As for the African American Cultural Center, we are central in this community. We’re in between Jefferson, which is a hub in terms of culture and history, and Michigan along the Underground Railroad. And then Main – I got a whole history lesson from Jim Pitts, former Buffalo Common Council President, about how Main was a divider between different ethnic groups, and the fact that it was set up that way, this side of Main and that side. Now that’s kind of changing, but one of the things I learned from his lesson is that we need to bring all sides of Buffalo together. And I feel like the African American Cultural Center is close enough to Main that one of the things we can take on is finding different ways to bring people from all sectors across Main.
And one of the ways I think we can create accessibility is green space – I feel like in our rush to try to metropolize cities, a lot of what we’ve lost is green space. I learned from people like Mr. Pitts about how Humboldt used to be a tree-lined promenade where families would walk, with all kinds of flowers and gardens and beauty, and now it’s a highway.
I don’t know how we can do this for Main, but we need to get back to small-town Main, with boutiques and places to go – why can’t what we have on Main a reflection of what we have on Hertel or Allen or Elmwood? Why can’t the street be more user-friendly? Why can’t we have more trees? Why can’t we make it more of a community than a way for people to escape from the city? Why can’t it be something that looks and feels like a place where people live, where things and children grow and thrive? We have a lot of work to do, but why can’t we unearth some of the concrete and put some real earth down with more flowers and gardens? That in itself will create a healthier environment.
I believe that if you build a treelined street with a bike lane on either side and one driving lane in each direction, people will still come. And they’ll respect it, because they’re not gonna drive 40-50 miles per hour on it like they do now.
We’re about to announce a membership program, which will support a major expansion – it will be available through our website and at many community events.
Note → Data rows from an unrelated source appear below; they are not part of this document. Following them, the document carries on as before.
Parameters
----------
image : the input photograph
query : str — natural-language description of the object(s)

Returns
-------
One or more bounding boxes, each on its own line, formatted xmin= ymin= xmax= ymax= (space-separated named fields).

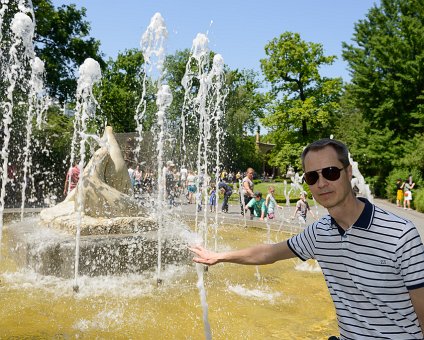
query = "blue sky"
xmin=52 ymin=0 xmax=379 ymax=81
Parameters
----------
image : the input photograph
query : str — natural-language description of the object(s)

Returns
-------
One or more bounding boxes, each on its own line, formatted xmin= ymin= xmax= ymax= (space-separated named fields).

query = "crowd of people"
xmin=190 ymin=139 xmax=424 ymax=339
xmin=396 ymin=175 xmax=415 ymax=210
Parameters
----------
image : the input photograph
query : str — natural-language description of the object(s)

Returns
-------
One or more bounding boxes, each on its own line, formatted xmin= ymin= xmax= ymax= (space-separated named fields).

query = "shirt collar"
xmin=331 ymin=197 xmax=375 ymax=234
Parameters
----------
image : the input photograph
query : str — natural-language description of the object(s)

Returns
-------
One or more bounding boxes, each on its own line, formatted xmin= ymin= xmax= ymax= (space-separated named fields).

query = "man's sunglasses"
xmin=304 ymin=166 xmax=347 ymax=185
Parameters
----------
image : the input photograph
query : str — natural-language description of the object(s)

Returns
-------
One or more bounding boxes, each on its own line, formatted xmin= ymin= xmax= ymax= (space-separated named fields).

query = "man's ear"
xmin=346 ymin=164 xmax=352 ymax=180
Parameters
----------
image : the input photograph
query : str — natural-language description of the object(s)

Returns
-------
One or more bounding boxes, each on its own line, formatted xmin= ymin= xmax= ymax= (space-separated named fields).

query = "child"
xmin=261 ymin=186 xmax=283 ymax=220
xmin=196 ymin=191 xmax=202 ymax=211
xmin=292 ymin=192 xmax=315 ymax=224
xmin=244 ymin=191 xmax=266 ymax=220
xmin=209 ymin=185 xmax=216 ymax=212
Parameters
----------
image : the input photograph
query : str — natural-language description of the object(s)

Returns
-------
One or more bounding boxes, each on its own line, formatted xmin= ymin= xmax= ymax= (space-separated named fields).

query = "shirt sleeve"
xmin=396 ymin=222 xmax=424 ymax=289
xmin=287 ymin=223 xmax=316 ymax=261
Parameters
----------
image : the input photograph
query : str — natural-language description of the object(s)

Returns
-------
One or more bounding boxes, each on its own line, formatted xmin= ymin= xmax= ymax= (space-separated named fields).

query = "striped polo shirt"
xmin=288 ymin=199 xmax=424 ymax=340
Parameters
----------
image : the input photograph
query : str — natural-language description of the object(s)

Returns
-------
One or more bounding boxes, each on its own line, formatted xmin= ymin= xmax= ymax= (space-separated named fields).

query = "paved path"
xmin=174 ymin=195 xmax=424 ymax=240
xmin=4 ymin=195 xmax=424 ymax=240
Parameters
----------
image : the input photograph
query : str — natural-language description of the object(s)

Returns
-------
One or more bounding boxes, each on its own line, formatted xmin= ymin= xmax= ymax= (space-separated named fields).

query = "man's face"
xmin=304 ymin=146 xmax=352 ymax=209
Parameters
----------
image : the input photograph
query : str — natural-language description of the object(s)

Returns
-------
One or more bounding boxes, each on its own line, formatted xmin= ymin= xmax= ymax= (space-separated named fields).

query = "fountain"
xmin=9 ymin=127 xmax=193 ymax=278
xmin=0 ymin=3 xmax=337 ymax=339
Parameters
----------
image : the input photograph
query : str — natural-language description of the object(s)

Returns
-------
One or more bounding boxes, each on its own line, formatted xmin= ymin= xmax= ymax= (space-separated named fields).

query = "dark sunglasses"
xmin=304 ymin=166 xmax=347 ymax=185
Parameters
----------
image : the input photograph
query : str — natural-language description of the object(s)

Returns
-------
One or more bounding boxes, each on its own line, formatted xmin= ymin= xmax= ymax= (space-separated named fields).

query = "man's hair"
xmin=300 ymin=138 xmax=350 ymax=169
There’s a $17.5 million project in the works – we have some money, some grant funding, and some patrons who wanna be a part of it, though we still have a lot of fundraising to do, and we really need the community as a whole to be involved.
We’re talking about a theater that could seat 300, and an outdoor theater as well. We want this to be a citywide effort, not just an East Side project, to be able to open doors for all different kinds of art – a museum, a visual arts gallery, and a place to preserve memorabilia that right now is in people’s attics. We want to be a place where people can come together and celebrate each other’s differences.
We want people to understand that when we promote culture – any culture across the board – we help with understanding, help further unity among us, A lot of what we’re experiencing now in terms of intolerance can be overcome if we can understand and appreciate each other’s cultures, celebrate what’s unique about each ethnicity and heritage.